Persistent growers, vintners hope to turn shores of Flathead Lake into Wine country
JOHN STANG | Hagadone News Network | UPDATED 18 years, 5 months AGO
Their dream has taken root - literally.
Tiny twigs stick maybe two inches above the black dirt. Some twigs have a tiny solitary leaf reaching skyward.
Years from now, those twigs should become a grape vineyard. A few years more, and that vineyard is supposed to become a winery.
Right now, the fledgling vineyard is a nondescript 3/4-acre black dirt rectangle a mile or so south of Flathead Lake.
This is cattle country. Bears and deer wander through. So do snowmobiles and pickup trucks.
Western Montana does not conjure up images of vineyards and winemakers. But they're there - scattered next to or near Flathead Lake's eastern and southern shores.
Six or seven vineyards overall. One to 5 acres in size. And one long-established winery.
A few weeks ago, Gino and Mary Frances Casselli and their daughter Diana Sheffield
planted 352 fledgling vines of nine varieties of grapes in this cattle pasture.
Right now, a hose stretches several hundred feet from a well to water the plants. A small, no-frills irrigation system will soon be installed
"It doesn't look like much, but there's a lot of work in it," said Gino Casselli, a Polson businessman.
Over the next three to five years, the Cassellis hope to find out through trial and error which grapes can flourish in Montana's cool, unpredictable and short growing season.
In eight to 10 years, they hope to have more vineyards, a house and a winery on the 26-acre plot just east of Polson.
Actually, the Cassellis' vineyard-to-be is just the latest attempt to grow grapes for wine around Flathead Lake.
In fact, the lake's shoreline has a slow-moving but decent track record in this field since the early 1980s.
Picture a letter "J" in your mind, and superimpose it over Flathead Lake. The vineyards follow the outline of that "J" - stretching from Dayton's Mission Mountain Winery at Flathead Lake's southwestern corner to along the southern and eastern shores to end up outside of Bigfork in the north.
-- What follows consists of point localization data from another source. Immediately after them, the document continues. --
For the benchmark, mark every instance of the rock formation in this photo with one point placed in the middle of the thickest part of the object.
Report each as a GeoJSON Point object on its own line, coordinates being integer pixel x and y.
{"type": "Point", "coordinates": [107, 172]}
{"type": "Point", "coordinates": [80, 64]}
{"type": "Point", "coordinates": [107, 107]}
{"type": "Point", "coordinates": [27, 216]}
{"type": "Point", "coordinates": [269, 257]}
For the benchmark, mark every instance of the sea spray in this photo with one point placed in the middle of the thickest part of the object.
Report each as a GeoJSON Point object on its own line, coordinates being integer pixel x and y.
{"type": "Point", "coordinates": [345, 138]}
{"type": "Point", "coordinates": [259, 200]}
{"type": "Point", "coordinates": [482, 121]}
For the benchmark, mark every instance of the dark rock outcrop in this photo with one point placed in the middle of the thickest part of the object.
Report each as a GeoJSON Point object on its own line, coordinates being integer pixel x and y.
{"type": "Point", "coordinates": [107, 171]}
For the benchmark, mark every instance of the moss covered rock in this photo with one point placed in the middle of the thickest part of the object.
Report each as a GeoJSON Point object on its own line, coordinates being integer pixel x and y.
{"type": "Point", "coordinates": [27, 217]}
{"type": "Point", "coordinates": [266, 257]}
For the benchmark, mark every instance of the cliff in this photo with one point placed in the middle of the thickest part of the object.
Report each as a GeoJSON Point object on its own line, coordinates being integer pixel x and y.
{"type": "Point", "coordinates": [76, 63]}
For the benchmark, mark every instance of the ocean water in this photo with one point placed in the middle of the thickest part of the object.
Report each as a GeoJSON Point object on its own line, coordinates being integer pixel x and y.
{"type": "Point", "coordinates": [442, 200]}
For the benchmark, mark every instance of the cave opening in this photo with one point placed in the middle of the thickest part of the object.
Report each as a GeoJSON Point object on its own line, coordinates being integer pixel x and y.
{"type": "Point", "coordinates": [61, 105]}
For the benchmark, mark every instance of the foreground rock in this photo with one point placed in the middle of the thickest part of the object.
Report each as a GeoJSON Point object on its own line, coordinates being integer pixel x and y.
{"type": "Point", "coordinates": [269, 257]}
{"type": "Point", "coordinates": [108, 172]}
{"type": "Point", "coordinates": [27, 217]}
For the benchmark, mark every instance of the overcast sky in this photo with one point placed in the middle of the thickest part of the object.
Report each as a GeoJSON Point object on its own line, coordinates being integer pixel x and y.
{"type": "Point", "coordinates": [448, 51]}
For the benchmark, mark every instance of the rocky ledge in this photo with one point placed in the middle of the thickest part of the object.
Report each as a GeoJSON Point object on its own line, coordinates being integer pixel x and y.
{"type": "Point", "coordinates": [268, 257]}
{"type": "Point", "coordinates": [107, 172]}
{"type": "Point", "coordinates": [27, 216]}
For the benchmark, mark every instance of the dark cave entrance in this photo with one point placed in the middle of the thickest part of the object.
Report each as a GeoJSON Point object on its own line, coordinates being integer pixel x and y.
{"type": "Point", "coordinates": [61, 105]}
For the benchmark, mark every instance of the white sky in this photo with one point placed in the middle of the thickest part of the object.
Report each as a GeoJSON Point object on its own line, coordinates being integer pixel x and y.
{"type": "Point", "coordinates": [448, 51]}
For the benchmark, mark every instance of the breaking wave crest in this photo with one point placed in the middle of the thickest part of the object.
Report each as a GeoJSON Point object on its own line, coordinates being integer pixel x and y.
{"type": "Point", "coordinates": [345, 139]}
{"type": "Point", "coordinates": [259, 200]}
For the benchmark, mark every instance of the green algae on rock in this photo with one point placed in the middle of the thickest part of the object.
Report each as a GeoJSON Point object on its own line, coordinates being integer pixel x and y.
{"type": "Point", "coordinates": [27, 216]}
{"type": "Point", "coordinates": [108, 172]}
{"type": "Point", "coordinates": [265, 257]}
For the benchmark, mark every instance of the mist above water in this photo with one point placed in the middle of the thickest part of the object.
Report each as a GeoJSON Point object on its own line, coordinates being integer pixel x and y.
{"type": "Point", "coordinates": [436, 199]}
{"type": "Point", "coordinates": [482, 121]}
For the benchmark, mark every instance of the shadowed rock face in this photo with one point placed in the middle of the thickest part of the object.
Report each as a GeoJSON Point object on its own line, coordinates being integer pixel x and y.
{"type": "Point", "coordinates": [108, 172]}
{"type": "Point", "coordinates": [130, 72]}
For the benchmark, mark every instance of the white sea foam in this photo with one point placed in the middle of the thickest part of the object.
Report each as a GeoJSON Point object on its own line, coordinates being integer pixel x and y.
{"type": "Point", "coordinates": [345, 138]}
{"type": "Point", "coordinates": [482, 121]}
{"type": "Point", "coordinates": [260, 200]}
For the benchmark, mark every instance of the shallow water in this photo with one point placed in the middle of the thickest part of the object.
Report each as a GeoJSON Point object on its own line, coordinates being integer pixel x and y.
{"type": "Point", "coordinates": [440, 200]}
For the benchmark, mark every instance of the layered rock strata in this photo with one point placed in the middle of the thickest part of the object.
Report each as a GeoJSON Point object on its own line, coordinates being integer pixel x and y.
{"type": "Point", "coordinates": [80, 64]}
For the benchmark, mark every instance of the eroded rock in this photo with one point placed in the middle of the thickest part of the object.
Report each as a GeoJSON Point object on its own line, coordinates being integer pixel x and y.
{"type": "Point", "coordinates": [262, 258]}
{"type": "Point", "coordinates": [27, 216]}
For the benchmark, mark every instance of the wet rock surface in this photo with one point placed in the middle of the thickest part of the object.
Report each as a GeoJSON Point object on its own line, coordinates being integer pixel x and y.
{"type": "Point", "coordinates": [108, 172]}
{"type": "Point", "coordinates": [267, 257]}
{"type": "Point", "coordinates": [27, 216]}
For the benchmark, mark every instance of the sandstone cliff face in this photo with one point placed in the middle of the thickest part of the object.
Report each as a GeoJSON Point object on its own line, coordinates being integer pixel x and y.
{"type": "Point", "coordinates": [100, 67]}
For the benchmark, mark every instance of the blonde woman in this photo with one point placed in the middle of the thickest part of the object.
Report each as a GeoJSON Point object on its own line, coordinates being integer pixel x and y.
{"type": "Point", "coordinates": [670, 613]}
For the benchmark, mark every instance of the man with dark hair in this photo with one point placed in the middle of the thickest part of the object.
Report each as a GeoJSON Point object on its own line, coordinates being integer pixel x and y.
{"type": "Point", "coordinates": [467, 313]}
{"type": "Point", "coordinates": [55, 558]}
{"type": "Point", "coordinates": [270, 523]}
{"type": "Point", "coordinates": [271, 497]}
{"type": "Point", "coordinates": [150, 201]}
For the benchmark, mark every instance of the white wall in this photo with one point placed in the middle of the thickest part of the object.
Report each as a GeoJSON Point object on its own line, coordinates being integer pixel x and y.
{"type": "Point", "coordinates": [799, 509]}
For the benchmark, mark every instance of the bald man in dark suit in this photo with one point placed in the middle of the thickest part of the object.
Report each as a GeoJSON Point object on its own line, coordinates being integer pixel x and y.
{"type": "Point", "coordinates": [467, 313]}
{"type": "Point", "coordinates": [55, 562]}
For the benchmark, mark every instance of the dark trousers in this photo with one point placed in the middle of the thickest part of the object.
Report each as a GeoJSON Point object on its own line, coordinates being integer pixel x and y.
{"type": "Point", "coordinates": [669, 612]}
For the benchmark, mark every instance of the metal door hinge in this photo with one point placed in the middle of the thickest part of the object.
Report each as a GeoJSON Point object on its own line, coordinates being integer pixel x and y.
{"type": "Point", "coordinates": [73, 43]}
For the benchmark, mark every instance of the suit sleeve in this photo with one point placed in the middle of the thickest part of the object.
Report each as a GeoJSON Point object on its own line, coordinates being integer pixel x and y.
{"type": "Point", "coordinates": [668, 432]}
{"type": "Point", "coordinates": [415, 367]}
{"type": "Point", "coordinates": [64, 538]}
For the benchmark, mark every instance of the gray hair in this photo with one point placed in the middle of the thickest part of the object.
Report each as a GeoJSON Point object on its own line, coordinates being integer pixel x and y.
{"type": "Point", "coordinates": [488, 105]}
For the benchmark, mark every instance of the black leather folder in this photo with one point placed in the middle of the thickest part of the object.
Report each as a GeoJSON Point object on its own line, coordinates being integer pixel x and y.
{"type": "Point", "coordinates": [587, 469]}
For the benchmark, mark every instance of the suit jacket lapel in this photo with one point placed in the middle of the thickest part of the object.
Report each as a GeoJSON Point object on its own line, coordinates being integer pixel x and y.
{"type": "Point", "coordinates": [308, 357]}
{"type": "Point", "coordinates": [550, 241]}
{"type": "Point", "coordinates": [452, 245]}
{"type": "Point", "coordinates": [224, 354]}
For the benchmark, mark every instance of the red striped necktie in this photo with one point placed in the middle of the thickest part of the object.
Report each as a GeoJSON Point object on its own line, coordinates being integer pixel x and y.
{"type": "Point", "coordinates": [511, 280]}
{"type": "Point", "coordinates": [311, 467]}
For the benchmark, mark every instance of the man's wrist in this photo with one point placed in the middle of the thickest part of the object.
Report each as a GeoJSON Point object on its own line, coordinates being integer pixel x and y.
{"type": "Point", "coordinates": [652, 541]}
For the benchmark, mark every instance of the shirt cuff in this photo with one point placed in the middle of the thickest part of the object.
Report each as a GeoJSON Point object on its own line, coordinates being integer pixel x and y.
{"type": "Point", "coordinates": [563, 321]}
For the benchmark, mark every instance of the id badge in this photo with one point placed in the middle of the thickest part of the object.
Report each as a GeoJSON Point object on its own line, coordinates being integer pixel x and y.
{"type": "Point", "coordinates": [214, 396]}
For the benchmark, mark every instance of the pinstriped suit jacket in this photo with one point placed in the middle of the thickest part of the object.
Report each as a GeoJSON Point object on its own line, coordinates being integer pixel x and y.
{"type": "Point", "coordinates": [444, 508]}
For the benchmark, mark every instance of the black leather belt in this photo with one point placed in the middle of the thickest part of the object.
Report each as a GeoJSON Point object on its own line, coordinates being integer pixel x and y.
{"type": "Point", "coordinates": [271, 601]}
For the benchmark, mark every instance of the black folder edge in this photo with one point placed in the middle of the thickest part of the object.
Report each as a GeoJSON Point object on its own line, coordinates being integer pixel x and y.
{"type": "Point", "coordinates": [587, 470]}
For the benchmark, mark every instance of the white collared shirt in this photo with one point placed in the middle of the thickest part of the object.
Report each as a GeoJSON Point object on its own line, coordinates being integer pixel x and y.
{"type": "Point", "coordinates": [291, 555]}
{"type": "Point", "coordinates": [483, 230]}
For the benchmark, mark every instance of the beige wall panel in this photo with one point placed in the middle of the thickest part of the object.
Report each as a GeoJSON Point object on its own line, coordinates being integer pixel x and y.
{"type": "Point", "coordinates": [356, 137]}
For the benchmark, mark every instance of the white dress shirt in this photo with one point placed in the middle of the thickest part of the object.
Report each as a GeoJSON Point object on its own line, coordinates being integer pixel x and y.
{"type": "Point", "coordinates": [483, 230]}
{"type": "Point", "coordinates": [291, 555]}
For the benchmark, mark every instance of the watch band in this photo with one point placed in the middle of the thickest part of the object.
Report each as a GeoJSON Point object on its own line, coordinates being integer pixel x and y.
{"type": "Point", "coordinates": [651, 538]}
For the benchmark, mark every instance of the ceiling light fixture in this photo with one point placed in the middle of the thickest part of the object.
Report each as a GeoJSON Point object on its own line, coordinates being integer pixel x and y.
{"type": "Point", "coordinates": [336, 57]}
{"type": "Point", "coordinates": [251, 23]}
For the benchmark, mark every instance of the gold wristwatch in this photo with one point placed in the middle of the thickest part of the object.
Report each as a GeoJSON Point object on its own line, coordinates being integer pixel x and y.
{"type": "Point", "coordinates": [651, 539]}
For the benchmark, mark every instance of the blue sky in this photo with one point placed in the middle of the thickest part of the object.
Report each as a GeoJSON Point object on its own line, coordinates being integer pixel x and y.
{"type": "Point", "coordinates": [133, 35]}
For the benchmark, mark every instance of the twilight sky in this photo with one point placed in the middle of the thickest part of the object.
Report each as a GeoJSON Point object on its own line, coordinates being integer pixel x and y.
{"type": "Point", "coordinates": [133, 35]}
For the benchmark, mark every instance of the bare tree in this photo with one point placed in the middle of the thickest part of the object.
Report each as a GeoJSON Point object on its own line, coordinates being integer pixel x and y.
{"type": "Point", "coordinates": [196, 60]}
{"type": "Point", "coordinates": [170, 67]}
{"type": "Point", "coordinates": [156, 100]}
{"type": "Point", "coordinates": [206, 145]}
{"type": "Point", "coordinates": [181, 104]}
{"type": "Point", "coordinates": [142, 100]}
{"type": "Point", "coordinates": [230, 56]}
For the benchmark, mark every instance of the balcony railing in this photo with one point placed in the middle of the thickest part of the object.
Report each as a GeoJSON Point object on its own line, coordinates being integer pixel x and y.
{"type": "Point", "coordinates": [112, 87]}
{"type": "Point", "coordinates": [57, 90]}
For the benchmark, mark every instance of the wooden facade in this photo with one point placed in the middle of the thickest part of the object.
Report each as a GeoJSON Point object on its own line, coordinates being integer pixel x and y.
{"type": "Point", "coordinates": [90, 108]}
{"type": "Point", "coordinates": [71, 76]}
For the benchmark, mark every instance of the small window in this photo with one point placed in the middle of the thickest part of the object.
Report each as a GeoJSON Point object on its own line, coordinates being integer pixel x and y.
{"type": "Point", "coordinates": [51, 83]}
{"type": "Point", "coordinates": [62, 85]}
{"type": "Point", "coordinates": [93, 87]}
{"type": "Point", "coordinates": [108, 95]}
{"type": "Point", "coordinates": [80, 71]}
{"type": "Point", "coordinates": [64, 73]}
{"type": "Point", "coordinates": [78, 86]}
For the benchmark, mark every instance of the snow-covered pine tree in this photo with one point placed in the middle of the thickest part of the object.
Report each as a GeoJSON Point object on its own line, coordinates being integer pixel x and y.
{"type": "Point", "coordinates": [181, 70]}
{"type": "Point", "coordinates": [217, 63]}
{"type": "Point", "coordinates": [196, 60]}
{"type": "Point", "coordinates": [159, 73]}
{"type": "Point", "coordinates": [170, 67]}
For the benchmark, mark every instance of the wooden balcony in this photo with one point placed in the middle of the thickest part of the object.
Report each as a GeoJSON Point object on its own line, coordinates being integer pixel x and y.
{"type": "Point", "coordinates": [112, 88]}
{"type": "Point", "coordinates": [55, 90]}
Mission Mountain is the only profitable operation in the bunch. The other grape growers - besides the entrepreneurial Cassellis - are essentially serious hobbyists who hope to sell enough to Mission Mountain to recoup a chunk of their expenses.
But all share a dream that the Flathead Lake area - hundreds of miles from any traditional winemaking region - can achieve the reputation for quality wine found in Washington, Oregon, British Columbia and California.
"I've got neighbors who think this is the best thing ever to happen to this land. I've got neighbors who think I'm out of my mind," Casselli said.
Flathead Lake's grape-growing roots go back more than 20 years with two unrelated experiments on the lake's southwestern and southeastern shores.
Tom Campbell, a doctor from Missoula, bought 30 acres in Dayton in 1979. Campbell's son, Tom Jr., was a University of Montana zoology graduate. He studied agriculture at the University of California at Davis, and then worked at some California wineries.
Meanwhile in 1983, Dudley Page, a since-retired anesthesiologist from Great Falls and his wife, Annie, bought a second home on Finley Point.
The Campbells looked at western Montana's long history of growing apples and cherries in orchards and thought "What about grapes?"
"All my professors in California said 'You're nuts.' Everyone (he knew in Washington's then-fledgling wine industry) said I was crazy, even though they were just starting out," the younger Campbell said.
The 30 acres in Dayton were made up of several types of soils, hilly spots, flat areas and different drainages. The Campbells planted several types of grapes and grew them several different ways - trying to figure out what would work in Northwest Montana.
They found that grapes would grow on only 3 1/2 of the acres.
"It was an expensive experiment," Campbell said.
Meanwhile, Page became fascinated with all the cherry orchards along the lake's east side.
"I was always interested in why in the devil can't they grow grapes here when they're growing all these cherries," he said.
Page consulted with viticulture experts at Washington State University's Tri-Cities campus - in the middle of southeastern Washington's sagebrush-filled wine country - and bought 10 types of grapes from a nursery in Pasco, Wash.
"We didn't know what to do. We set up little vineyards and planted all 10 varieties," Page said. "We shotgunned it."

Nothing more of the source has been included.